Date of Award:

5-2017

Document Type:

Thesis

Degree Name:

Master of Science (MS)

Department:

Chemistry and Biochemistry

Committee Chair(s)

Yujie Sun

Committee

Yujie Sun

Committee

Lisa M. Berreau

Committee

Lance C. Seefeldt

Abstract

Solar energy is a carbon-neutral and renewable energy resource. Its nature of intermittence and unequal distribution requires efficient solar energy capture, conversion, and storage. Solar-driven water splitting to produce hydrogen and oxygen is widely considered as an appealing approach to meet this goal, in which hydrogen acts as a green energy carrier. Water splitting consists of two redox half reactions: hydrogen evolution reaction (HER) and oxygen evolution reaction (OER). Both reactions involve the transfer of multiple electrons and protons and possess high energy barriers to proceed at appreciable rates, hence catalysts are needed.

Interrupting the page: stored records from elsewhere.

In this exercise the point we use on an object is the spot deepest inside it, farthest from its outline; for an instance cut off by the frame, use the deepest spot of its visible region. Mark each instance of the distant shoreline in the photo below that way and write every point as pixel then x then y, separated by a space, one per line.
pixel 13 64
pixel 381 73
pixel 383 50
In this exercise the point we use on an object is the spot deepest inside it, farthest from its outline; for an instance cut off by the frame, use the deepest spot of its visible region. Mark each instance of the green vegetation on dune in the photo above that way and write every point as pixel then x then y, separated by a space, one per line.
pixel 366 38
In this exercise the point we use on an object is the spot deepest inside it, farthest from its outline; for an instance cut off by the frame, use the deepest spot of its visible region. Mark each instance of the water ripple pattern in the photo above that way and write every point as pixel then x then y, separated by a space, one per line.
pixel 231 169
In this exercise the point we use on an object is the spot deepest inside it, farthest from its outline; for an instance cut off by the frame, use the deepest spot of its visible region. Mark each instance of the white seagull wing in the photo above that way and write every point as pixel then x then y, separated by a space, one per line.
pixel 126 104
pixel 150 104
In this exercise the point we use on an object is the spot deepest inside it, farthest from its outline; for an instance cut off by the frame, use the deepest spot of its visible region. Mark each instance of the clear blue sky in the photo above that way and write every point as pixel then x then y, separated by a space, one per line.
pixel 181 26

A large number of HER and OER catalysts employ expensive metals, such as Pt, Ru, and Ir, but the associated scarce and cost prohibit their wide application. Solid-state catalysts employing earth-abundant elements have also been reported to show catalytic performance for water splitting under various conditions. Most research efforts have been devoted to developing non-precious HER and OER catalysts in acidic and basic media, respectively. The incompatibility of electrolytes makes it difficult to couple HER and OER catalysts to achieve overall water splitting. Taking into account of the vulnerability of most 1st-row transition metal-based OER catalysts in acidic solution and the much larger overpotential loss of OER than that of HER, we reasoned that developing bifunctional catalysts that operate in basic solution will be a promising strategy for overall water splitting with high efficiency.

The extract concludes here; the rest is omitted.